When we take up our cross daily, we are utterly detesting evil.

When our lives exhibit the fruit of the spirit, we are holding on to good.

It's not always easy, but it's not impossible either.  Christ's sacrifice some 2000+ years ago makes it possible.


Elvina Mable Hall captured this thought perfectly as she wrote this poem inside the cover of a Methodist church hymnal in the spring of 1865.  As her pastor prayed, Elvina was compelled to write,

I hear the Savior say, "Thy strength indeed is small,
Child of weakness, watch and pray, find in me thine all in all".
Jesus paid it all, all to Him I owe.
Sin had left a crimson stain, He washed it white as snow.

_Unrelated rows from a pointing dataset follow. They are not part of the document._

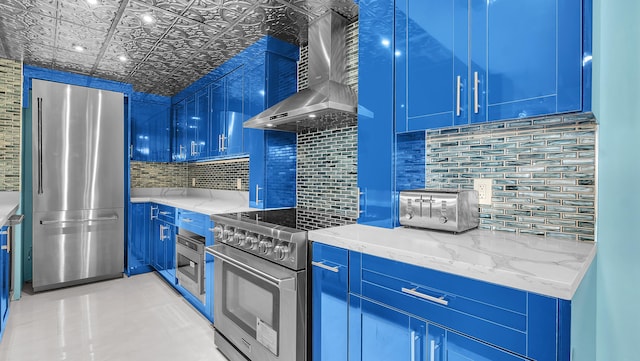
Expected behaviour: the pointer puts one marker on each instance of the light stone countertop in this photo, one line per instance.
(196, 200)
(548, 266)
(9, 204)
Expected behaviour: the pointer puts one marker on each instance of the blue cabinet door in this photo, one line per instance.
(469, 62)
(5, 280)
(139, 246)
(216, 117)
(461, 348)
(431, 63)
(526, 58)
(329, 303)
(180, 132)
(383, 333)
(191, 131)
(200, 124)
(233, 137)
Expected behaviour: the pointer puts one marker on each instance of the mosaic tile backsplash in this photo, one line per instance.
(10, 124)
(221, 175)
(543, 171)
(328, 171)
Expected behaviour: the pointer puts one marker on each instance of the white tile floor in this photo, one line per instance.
(139, 318)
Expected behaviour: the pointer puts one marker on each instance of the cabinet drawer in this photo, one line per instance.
(489, 312)
(164, 213)
(193, 221)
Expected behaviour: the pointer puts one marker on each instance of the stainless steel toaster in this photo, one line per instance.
(442, 209)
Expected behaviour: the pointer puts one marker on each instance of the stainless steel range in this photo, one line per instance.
(260, 286)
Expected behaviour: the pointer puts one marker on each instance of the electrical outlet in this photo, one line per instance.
(484, 188)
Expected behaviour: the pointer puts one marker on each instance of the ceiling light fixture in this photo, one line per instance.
(148, 19)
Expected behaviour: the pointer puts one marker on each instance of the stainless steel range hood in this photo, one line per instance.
(327, 100)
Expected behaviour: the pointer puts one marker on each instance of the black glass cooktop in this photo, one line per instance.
(285, 217)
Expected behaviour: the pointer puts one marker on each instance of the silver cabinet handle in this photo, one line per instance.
(284, 283)
(476, 82)
(162, 229)
(81, 220)
(324, 266)
(257, 189)
(458, 88)
(413, 292)
(40, 187)
(413, 346)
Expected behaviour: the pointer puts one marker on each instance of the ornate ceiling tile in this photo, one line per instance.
(40, 7)
(99, 16)
(71, 35)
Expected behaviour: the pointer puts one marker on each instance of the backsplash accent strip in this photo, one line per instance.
(543, 172)
(10, 124)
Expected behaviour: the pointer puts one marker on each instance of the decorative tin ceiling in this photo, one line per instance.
(159, 46)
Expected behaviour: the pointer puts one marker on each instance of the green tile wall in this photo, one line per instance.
(210, 175)
(543, 171)
(10, 124)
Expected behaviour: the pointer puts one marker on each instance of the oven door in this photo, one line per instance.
(259, 306)
(190, 265)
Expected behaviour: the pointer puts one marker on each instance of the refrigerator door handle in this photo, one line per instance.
(40, 188)
(81, 220)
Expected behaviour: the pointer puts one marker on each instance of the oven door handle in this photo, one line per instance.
(285, 283)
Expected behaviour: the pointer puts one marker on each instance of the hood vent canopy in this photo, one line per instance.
(327, 100)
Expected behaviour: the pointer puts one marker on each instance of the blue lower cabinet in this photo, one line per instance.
(384, 333)
(4, 278)
(461, 348)
(329, 293)
(138, 246)
(163, 242)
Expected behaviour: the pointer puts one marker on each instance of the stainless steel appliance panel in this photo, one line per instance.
(72, 247)
(78, 147)
(448, 210)
(190, 264)
(77, 184)
(259, 306)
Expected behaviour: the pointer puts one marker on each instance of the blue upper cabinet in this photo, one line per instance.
(231, 137)
(179, 144)
(150, 127)
(200, 124)
(208, 115)
(469, 62)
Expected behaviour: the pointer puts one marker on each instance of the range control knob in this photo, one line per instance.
(218, 232)
(281, 252)
(265, 246)
(252, 242)
(239, 238)
(227, 236)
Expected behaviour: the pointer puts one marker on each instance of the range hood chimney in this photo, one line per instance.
(327, 100)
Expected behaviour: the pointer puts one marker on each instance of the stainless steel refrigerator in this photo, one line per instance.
(78, 184)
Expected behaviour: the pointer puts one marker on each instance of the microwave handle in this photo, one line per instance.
(286, 283)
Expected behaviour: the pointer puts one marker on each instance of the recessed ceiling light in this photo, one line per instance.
(148, 19)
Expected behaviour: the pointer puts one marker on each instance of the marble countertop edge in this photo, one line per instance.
(557, 280)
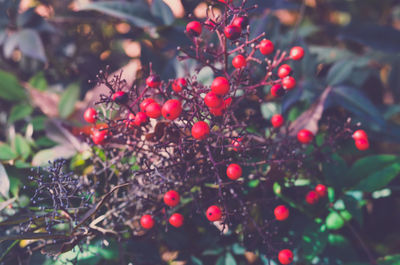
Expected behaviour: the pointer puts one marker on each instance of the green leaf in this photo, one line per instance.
(68, 100)
(162, 11)
(19, 112)
(6, 153)
(135, 12)
(10, 89)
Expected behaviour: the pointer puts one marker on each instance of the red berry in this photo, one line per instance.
(220, 86)
(284, 70)
(241, 22)
(147, 221)
(312, 197)
(212, 100)
(266, 47)
(153, 110)
(288, 83)
(297, 53)
(305, 136)
(362, 144)
(193, 28)
(171, 109)
(179, 84)
(153, 81)
(277, 90)
(360, 134)
(171, 198)
(277, 120)
(214, 213)
(239, 61)
(281, 213)
(140, 118)
(321, 190)
(285, 256)
(145, 103)
(99, 136)
(232, 32)
(90, 115)
(200, 130)
(120, 97)
(176, 220)
(234, 171)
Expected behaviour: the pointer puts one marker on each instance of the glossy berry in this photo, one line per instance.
(171, 109)
(284, 70)
(147, 221)
(281, 213)
(321, 190)
(176, 220)
(241, 22)
(277, 90)
(220, 86)
(90, 115)
(200, 130)
(277, 120)
(179, 84)
(288, 83)
(153, 81)
(297, 53)
(239, 61)
(120, 97)
(232, 32)
(312, 197)
(213, 100)
(285, 256)
(193, 28)
(362, 144)
(99, 136)
(360, 134)
(145, 103)
(234, 171)
(266, 47)
(305, 136)
(140, 118)
(153, 110)
(214, 213)
(172, 198)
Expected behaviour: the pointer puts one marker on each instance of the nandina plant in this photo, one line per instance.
(166, 153)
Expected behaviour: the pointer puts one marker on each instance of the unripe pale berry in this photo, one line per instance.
(305, 136)
(214, 213)
(277, 120)
(179, 84)
(220, 86)
(171, 109)
(234, 171)
(239, 61)
(172, 198)
(194, 28)
(266, 47)
(176, 220)
(297, 53)
(285, 256)
(90, 115)
(153, 81)
(312, 197)
(213, 100)
(281, 213)
(200, 130)
(147, 221)
(284, 70)
(153, 110)
(232, 32)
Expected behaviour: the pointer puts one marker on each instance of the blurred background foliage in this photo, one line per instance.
(49, 49)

 For nothing good have I whereby Thy grace to claim.
I’ll wash my garments white in the blood of Calvary’s Lamb.
Jesus paid it all, all to Him I owe.
Sin had left a crimson stain, He washed it white as snow.

When from my dying bed my ransomed soul shall rise,
“Jesus died my soul to save,” shall rend the vaulted skies.
Jesus paid it all, all to Him I owe.
Sin had left a crimson stain, He washed it white as snow.

The modern version of this great hymn adds these words,

Oh, praise the One who paid my debt, who raised this life up from the dead.


We have benefited greatly from the sacrifice of Christ on the cross.  During Holy Week we have the great privilege to look on Christ's death, burial and resurrection with humility and great joy.  Oh, Praise the One who took claim of the Kingdom for our God and in doing so paid the debt I owed.  I am a great benefactor of the gracious actions of a glorious God.

Oh God may I see no other option but to utterly detest evil and hold on to good as I aim to "take up my cross daily" and "walk by the Spirit" displaying the fruit.